Maybe every five or 10 years I run into a medical article that is stunning. Steve Blair's paper on the relation of fitness to all cause mortality in 1989 in JAMA (1) and Mike McGinness's paper on the actual causes of death also in JAMA 1993 (2) are two of my most treasured resources.
Now a third. Just last week a new brilliant statement emerged, "Preventing Alzheimer's Disease by Means of Natural Selection." The authors are Lloyd Demetrius and Jane Driver, both of Harvard. It is published in the Journal of the Royal Society Interface (3). It had earlier been excerpted by the Harvard Gazette It could not have more substantive impact. The authors brilliantly display why the dominant current genocentric view of the cause of Alzheimer's is wrong. We have spent decades of intellectual effort and many billions of dollars looking in the wrong place. We have developed NO, NO effective therapy as the result of our missed focus. Current insight is inconsistent on many regards. I have long been disenchanted with this emphasis, but until now we've had only a skimpy alternative paradigm. The Harvard authors alternatively propose the etiology of Alzheimer's Disease is what they call "the entropic selection theory." Their idea proposes that A.D. results when the basic determinants of the brain cells' mitochondria are disrupted by a number of harmful assaults. Their formulation reconciles all of the earlier inconsistencies that are inherent in the discredited amyloid cascade proposition. The new statement is internally consistent and practically of immense value.

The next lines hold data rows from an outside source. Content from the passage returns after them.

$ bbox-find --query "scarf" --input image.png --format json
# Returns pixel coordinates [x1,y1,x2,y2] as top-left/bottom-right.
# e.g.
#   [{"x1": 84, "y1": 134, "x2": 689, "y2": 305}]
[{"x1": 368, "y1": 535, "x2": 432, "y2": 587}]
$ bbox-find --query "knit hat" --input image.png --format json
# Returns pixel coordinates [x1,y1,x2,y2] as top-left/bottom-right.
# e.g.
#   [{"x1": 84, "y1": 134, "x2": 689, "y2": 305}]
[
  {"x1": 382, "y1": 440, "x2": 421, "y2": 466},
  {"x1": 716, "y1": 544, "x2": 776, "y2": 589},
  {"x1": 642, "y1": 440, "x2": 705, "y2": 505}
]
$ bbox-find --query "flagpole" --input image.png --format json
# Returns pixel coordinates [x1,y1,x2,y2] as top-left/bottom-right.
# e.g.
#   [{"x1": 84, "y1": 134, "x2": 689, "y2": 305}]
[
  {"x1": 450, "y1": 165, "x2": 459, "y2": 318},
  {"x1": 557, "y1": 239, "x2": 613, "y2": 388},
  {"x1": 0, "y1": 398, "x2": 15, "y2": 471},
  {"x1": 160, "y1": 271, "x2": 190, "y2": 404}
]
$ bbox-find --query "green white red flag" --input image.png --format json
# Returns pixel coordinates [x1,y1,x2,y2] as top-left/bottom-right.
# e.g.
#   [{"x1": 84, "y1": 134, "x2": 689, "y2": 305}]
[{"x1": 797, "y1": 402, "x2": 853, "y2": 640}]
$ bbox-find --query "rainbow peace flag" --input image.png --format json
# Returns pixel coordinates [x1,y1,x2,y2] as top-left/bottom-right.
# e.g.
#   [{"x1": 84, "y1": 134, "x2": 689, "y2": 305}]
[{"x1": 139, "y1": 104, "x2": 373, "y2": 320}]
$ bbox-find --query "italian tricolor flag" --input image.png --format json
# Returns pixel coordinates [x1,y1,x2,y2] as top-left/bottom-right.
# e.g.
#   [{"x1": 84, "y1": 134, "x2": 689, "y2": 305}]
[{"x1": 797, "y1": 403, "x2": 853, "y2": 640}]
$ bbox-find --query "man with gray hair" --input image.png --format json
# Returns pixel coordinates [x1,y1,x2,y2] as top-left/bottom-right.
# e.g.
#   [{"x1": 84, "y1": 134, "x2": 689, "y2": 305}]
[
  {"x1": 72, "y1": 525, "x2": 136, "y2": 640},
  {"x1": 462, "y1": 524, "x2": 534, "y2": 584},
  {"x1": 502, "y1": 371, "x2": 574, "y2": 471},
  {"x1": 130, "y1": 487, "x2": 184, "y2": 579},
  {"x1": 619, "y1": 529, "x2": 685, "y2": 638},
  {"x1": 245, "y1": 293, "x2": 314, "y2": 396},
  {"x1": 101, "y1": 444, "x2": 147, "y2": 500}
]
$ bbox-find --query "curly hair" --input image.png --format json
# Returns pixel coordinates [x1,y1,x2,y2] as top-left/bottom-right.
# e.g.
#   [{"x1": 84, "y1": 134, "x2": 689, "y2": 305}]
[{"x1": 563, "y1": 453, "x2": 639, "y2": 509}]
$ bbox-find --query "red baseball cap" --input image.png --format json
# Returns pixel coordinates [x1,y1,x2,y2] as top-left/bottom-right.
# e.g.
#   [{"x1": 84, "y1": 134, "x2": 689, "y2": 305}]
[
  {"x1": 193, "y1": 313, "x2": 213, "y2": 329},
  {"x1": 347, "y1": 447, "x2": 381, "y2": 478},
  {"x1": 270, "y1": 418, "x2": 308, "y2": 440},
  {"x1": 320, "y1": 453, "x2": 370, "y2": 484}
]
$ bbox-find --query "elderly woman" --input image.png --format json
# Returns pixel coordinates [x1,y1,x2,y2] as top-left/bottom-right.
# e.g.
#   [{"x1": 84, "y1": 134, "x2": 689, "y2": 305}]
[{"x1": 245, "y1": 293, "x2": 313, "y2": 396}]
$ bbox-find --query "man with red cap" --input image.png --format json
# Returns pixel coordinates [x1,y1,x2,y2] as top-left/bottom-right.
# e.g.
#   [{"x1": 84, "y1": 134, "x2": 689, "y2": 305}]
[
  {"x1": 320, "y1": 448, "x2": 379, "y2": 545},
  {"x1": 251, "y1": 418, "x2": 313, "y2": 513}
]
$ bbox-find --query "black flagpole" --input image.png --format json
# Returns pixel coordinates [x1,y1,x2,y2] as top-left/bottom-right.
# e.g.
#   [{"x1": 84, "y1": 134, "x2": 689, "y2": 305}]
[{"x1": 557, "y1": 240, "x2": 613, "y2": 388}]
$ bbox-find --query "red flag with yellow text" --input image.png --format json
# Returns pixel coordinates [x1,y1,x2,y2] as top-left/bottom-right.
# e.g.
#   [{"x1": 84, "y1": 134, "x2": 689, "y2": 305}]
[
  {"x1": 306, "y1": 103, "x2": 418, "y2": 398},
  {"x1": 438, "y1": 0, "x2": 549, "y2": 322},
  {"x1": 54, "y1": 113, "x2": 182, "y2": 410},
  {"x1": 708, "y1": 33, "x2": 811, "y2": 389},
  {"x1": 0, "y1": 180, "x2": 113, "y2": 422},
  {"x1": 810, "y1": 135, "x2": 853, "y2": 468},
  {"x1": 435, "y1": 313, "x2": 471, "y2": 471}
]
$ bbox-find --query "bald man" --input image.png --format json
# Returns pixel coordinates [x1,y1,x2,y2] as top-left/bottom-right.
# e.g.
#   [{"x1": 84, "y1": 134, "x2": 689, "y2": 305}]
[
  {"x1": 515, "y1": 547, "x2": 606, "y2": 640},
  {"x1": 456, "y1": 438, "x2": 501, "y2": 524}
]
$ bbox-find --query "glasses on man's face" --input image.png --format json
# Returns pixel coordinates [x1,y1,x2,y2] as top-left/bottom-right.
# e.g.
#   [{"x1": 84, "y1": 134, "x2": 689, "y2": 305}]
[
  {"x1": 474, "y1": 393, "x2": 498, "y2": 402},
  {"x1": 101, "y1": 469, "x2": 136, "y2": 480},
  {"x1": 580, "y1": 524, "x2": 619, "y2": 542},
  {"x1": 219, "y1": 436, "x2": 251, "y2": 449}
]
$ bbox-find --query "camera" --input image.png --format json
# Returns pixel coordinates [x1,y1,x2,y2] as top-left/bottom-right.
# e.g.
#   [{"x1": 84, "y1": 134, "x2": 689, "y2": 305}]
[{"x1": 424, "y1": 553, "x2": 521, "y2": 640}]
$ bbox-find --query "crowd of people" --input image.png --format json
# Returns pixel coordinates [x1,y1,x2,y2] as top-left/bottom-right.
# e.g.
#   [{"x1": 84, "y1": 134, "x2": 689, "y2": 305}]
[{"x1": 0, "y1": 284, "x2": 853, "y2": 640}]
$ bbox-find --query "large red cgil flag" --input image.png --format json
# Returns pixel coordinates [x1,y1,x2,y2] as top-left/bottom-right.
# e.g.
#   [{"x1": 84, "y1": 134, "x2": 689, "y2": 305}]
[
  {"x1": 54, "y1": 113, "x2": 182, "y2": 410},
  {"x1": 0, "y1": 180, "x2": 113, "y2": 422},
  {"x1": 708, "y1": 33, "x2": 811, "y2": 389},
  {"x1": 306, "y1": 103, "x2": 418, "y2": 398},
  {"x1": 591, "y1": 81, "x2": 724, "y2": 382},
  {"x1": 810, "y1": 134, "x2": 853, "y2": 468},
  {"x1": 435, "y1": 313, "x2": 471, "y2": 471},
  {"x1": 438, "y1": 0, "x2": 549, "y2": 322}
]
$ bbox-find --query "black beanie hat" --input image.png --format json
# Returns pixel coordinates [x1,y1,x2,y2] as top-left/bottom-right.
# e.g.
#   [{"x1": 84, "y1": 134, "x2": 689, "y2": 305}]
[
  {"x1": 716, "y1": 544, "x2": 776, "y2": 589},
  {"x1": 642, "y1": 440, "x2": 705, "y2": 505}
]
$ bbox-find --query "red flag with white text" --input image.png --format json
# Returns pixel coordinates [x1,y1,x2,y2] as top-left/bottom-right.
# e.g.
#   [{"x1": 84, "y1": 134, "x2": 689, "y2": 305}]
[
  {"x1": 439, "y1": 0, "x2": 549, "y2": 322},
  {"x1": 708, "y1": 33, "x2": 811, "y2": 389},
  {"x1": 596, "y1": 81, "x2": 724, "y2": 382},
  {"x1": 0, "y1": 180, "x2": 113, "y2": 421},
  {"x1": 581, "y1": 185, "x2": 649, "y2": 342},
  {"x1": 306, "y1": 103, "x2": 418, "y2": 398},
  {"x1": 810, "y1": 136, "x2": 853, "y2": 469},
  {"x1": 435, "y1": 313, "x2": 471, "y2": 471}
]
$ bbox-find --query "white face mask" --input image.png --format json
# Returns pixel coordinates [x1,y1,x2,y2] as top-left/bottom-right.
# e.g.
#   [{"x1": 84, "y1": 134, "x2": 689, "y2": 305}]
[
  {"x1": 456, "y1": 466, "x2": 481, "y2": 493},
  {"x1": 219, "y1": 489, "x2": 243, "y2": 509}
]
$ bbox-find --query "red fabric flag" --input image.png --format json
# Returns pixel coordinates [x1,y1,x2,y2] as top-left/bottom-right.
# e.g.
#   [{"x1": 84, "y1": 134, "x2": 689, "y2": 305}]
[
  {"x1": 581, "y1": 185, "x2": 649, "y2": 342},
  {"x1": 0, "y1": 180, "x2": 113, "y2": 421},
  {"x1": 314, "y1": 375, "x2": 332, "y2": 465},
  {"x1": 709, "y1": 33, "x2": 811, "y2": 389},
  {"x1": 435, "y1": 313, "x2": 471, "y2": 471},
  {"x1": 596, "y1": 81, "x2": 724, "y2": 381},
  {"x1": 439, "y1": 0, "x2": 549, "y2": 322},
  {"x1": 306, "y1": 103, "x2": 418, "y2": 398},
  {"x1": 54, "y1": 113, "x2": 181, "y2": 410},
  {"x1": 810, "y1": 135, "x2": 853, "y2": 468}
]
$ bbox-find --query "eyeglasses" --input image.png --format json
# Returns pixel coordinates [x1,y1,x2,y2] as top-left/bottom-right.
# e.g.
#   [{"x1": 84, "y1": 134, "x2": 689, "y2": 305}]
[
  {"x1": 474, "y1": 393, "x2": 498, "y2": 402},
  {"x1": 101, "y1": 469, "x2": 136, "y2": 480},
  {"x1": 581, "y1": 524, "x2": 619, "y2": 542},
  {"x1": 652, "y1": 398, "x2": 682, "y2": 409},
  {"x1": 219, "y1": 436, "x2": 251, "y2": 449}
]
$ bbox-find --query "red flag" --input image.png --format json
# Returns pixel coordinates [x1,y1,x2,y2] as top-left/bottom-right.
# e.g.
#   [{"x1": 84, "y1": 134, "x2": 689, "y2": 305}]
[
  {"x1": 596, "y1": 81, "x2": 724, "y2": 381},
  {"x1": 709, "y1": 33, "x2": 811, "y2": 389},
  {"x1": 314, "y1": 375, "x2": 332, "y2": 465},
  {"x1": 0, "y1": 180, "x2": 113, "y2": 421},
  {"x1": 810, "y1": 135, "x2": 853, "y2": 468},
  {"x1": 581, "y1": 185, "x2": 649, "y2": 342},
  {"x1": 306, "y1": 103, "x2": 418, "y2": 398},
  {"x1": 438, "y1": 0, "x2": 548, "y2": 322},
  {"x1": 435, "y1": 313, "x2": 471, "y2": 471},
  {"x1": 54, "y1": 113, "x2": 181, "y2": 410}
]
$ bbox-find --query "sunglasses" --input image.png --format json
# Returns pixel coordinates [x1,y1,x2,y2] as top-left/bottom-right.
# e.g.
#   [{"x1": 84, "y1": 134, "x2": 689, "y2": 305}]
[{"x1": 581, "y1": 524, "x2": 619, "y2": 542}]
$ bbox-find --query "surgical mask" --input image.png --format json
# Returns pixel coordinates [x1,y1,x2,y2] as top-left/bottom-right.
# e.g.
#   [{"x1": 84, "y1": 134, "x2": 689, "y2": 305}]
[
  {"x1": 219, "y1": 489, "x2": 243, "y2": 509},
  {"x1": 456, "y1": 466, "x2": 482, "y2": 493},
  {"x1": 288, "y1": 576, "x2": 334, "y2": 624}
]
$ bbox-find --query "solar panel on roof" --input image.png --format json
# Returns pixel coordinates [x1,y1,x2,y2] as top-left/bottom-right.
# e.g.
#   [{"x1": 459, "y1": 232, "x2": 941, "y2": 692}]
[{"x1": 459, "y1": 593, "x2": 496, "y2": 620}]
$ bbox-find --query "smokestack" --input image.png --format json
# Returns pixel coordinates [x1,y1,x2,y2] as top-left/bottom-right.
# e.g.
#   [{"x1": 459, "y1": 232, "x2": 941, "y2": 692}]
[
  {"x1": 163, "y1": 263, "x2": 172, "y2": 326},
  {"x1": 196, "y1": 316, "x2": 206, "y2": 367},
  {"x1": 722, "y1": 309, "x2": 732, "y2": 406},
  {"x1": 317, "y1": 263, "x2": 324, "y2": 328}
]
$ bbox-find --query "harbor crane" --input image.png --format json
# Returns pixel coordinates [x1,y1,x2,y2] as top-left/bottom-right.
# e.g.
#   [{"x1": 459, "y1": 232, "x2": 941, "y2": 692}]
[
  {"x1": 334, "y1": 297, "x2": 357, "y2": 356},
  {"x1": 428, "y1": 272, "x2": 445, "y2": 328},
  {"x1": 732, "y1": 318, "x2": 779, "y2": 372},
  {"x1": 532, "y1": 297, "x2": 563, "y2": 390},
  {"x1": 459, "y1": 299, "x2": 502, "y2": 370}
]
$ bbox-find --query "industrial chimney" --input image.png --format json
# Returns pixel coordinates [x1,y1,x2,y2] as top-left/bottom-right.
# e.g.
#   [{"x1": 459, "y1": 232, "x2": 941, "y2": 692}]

Demetrius and Driver base their proposition on the Second Law of Thermodynamics that holds that any open system will inevitably go to greater disorder, entropy. Such directionality derives from basic cosmic principles which are often said to be "the arrow of time."
Twenty years ago I posited that aging itself was a direct result of the second law, aging as entropy (4) but I lacked a rigorous mechanistic argument. D and D base their Alzheimer's disease projection on specific biologic formulae arguing that the bombardment of the little brain mitochondria by varying insults leads to their damage; such chaotic turbulence leads eventually to the clinical picture of Alzheimer's disease. Their arguments are sound and display a grasp of the fundamental conditions which have eluded our understanding until now.
Several months ago I devoted this blog to a comment made by British historian and author CP Snow who said that a person who is unfamiliar with the Second Law of Thermodynamics is equivalent to a person who has not read Shakespeare. My blog was entitled, "Medicine Has Not Read Shakespeare," reflecting my insistence that my major domain of medicine remains ignorant of the critical fundamental biologic energy flows that lie at the heart of the Second Law.
Thank you therefore Demetrius and Driver for your understanding. I'm sure that you have read Shakespeare too.
1) Blair, S. et al Physical Fitness and All Cause Mortality 1989, JAMA 262;2395-3401.
2) McGinnis, MD and Foege R. Actual Causes of Death 1993, JAMA 270:2207-2212.
3) Demetrius L and Driver J Preventing Alzheimer's Disease by means of Natural Selection J. R. Soc. Interface 2015, 12:20140919.
4) Bortz, W. Aging as Entropy J Exper Geront. 1986, 21: 321-328.